Fairatmos-BCG Luncurkan Laporan tentang Potensi Teknologi Iklim di Asia Tenggara

Sabtu, 12 Agustus 2023 – 18:18 WIB
Peluncuran laporan terkait solusi iklim dari Fairatmos dan BCG di Indonesia Future of Climate Summit 2023. Foto: Dok Fairatmos

jpnn.com, JAKARTA - Perusahaan teknologi iklim, Fairatmos berkolaborasi dengan Boston Consulting Group (BCG) merilis laporan yang mengungkap potensi besar Asia Tenggara dalam menghadapi perubahan iklim melalui ragam inovasi teknologi iklim.

Laporan berjudul Climate Technology: Southeast Asia's Role in Combating Climate Change, itu mengungkapkan peluang signifikan yang ditawarkan oleh solusi berbasis alam (Nature-Based Solutions/NbS) di wilayah tersebut, dengan proyeksi potensi pasokan offset karbon sekitar 30% secara global pada tahun 2030, meskipun luas wilayah Asia Tenggara mencakup kurang dari 1% dari total luas daratan dunia.

BACA JUGA: Dorong Inovasi Penanganan Perubahan Iklim Lewat Diskusi Panel IFCS 2023

Didirikan pada tahun 2022, Fairatmos berdedikasi untuk menciptakan dunia di mana keuntungan bisnis, manusia, serta lingkungan, dapat hidup berdampingan.

"Fairatmos bangga bekerja sama dengan BCG untuk menghadirkan laporan transformatif ini. Potensi Asia Tenggara sungguh melimpah dalam menghadapi perubahan iklim melalui solusi berbasis alam," ujar CEO Fairatmos Natalia Rialucky.

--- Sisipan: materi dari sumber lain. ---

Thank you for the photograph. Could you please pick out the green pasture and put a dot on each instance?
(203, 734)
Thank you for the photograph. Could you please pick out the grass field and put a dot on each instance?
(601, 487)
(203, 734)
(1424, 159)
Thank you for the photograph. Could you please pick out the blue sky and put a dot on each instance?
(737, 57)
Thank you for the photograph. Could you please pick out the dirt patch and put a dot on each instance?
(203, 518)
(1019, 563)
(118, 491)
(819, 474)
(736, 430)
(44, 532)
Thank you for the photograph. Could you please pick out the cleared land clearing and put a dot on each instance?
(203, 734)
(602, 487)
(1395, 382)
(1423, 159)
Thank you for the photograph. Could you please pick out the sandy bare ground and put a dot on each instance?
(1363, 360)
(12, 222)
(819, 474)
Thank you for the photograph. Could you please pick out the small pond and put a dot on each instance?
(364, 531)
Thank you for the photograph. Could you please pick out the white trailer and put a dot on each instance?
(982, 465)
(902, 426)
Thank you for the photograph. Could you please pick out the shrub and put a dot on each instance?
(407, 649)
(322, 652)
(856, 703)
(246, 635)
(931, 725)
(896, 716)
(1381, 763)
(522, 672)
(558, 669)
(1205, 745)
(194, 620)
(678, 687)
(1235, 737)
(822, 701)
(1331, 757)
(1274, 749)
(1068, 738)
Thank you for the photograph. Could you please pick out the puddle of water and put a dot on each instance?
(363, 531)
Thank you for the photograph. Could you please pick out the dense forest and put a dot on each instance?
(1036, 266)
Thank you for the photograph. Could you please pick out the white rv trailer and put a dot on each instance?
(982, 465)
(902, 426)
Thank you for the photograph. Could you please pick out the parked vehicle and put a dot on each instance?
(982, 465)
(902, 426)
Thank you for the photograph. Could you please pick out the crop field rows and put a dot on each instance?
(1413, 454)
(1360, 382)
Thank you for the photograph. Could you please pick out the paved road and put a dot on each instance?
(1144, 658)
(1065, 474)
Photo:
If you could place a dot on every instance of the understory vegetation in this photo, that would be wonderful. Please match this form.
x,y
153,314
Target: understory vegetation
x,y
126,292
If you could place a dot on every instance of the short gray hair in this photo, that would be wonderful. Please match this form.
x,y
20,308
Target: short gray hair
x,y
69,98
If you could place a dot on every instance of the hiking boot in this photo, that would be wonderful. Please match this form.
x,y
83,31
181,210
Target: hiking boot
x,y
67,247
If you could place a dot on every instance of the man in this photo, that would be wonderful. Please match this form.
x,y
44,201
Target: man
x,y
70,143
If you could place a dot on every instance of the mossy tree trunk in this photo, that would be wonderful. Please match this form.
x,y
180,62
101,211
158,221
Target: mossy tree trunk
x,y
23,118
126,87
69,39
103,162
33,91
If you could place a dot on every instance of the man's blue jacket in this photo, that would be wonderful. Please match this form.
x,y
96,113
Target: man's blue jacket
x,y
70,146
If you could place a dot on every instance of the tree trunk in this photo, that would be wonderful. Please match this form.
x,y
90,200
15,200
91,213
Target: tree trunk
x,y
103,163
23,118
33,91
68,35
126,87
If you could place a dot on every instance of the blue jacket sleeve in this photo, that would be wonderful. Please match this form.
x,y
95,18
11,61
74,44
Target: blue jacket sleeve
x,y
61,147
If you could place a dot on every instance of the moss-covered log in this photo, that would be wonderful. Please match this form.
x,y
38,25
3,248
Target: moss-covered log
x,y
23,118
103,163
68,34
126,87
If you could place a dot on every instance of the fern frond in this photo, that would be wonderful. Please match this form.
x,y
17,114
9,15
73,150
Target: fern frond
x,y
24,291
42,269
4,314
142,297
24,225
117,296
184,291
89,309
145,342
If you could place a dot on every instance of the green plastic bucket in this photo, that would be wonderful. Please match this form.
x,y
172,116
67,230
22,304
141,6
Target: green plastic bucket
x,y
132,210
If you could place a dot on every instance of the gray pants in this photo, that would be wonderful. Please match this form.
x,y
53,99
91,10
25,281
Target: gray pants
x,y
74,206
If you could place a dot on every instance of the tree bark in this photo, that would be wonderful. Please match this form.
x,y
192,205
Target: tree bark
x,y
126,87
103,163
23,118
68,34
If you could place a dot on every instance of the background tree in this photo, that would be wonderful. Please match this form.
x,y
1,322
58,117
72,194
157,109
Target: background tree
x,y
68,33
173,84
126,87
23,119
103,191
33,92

BACA JUGA: Program CSA Asa di Tengah Ancaman Perubahan Iklim

"Sebagai perusahaan teknologi iklim pionir di Asia Tenggara, kami tergerak oleh visi bersama dalam membangun masa depan yang berkelanjutan dan berkomitmen untuk menjadi pelopor dalam solusi-solusi yang memberikan manfaat lingkungan dan sosial yang nyata,” imbuhnya.
 
Laporan ini, yang diluncurkan pada Indonesia Future of Climate Summit 2023, juga mengungkapkan wawasan kritis tentang potensi yang belum dimanfaatkan dari Asia Tenggara dalam mengurangi dampak perubahan iklim melalui adopsi solusi berbasis alam.

Solusi-solusi ini mencakup beragam inisiatif, termasuk reboisasi, penanaman hutan, restorasi lahan basah, dan pertanian berkelanjutan, yang semuanya berkontribusi pada penyimpanan karbon dan konservasi biodiversitas.
 
Meskipun potensi besar Asia Tenggara, laporan ini menyoroti berbagai tantangan di seluruh rantai nilai yang menghambat adopsi luas proyek NbS.

BACA JUGA: Delegasi RI Siapkan Diri untuk Perundingan di Konferensi Perubahan Iklim Dunia

Masalah terkait transparansi proyek, visibilitas permintaan, dan jaminan kualitas diidentifikasi sebagai hambatan yang harus diatasi secara kolaboratif untuk membuka potensi penuh wilayah ini dalam menghadapi perubahan iklim.

Managing Director dan Senior Partner dari BCG Yulius Yulius mengatakan mengatasi perubahan iklim adalah usaha yang signifikan, yang keberhasilannya akan tidak mungkin dicapai tanpa kolaborasi.

Agar kemajuan dapat dicapai dalam mempercepat penerapan solusi berbasis alam dan teknologi iklim, yang kita perlukan dengan mendesak sekarang adalah tindakan kolektif dari para penyedia teknologi, pemimpin industri, pihak keuangan, pemerintah, dan regulator.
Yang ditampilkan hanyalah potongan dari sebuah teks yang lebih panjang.